Property has its duties as well as its rights.
--Thomas Drummond

Sally Girard was killed in the early morning hours of June 14 when she ran a stop sign while texting a friend and was hit broadside by a truck. Angie Harrington, whose husband had also died recently, was jolted from sleep by the sound of the crash. Her house had the misfortune of being located at the most dangerous intersection in town and as a result Angie had become somewhat inured to the frequent late night squeal of rubber on asphalt and the deep thud of large moving objects colliding into each other. From the sound of this one, she knew the cars' occupants were in serious trouble, so she promptly dialed 911 while looking out of her bedroom window that faced the notorious junction.

From her vantage point and with the help of a solitary streetlight Angie could make out a body on the pavement. Whoever it was had not worn a seatbelt, concluded Angie, who then closed the curtains to block out the grizzly scene. Within minutes she heard the inevitable sirens, and shortly after that the flashing lights of the ambulance and police cars seeped through the thick fabric of her window dressings.
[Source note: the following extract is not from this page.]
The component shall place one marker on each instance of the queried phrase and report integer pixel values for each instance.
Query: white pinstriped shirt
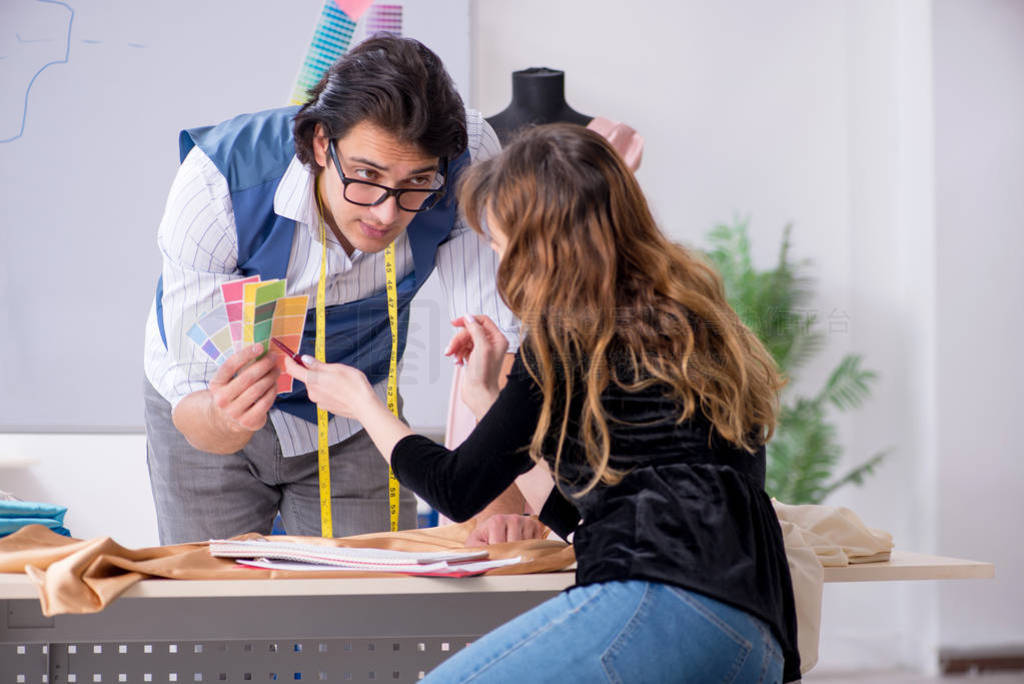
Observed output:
(199, 245)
This was an all too familiar scenario to Angie, and she was more anxious than ever to sell her house. During the time they lived in it Angie and her husband experienced a half-dozen crashes of varying severity, and even before he died they had put the house on the market, no longer willing to tolerate these invasions of their peace.

* * *

When the accident was finally cleared away, Angie tried to go back to sleep, but as was the case on so many other occasions, that was difficult due to her frayed nerves and the disturbing accident images that kept asserting themselves. In the morning she contacted her realtor and lowered the price she had been asking for her house. At this point, all she wanted out of the sale was enough to purchase a small condo at the nearby shore. Her late husband's modest investments would allow her to live comfortably if not lavishly and she was close to drawing social security, which would get her through her so-called golden years.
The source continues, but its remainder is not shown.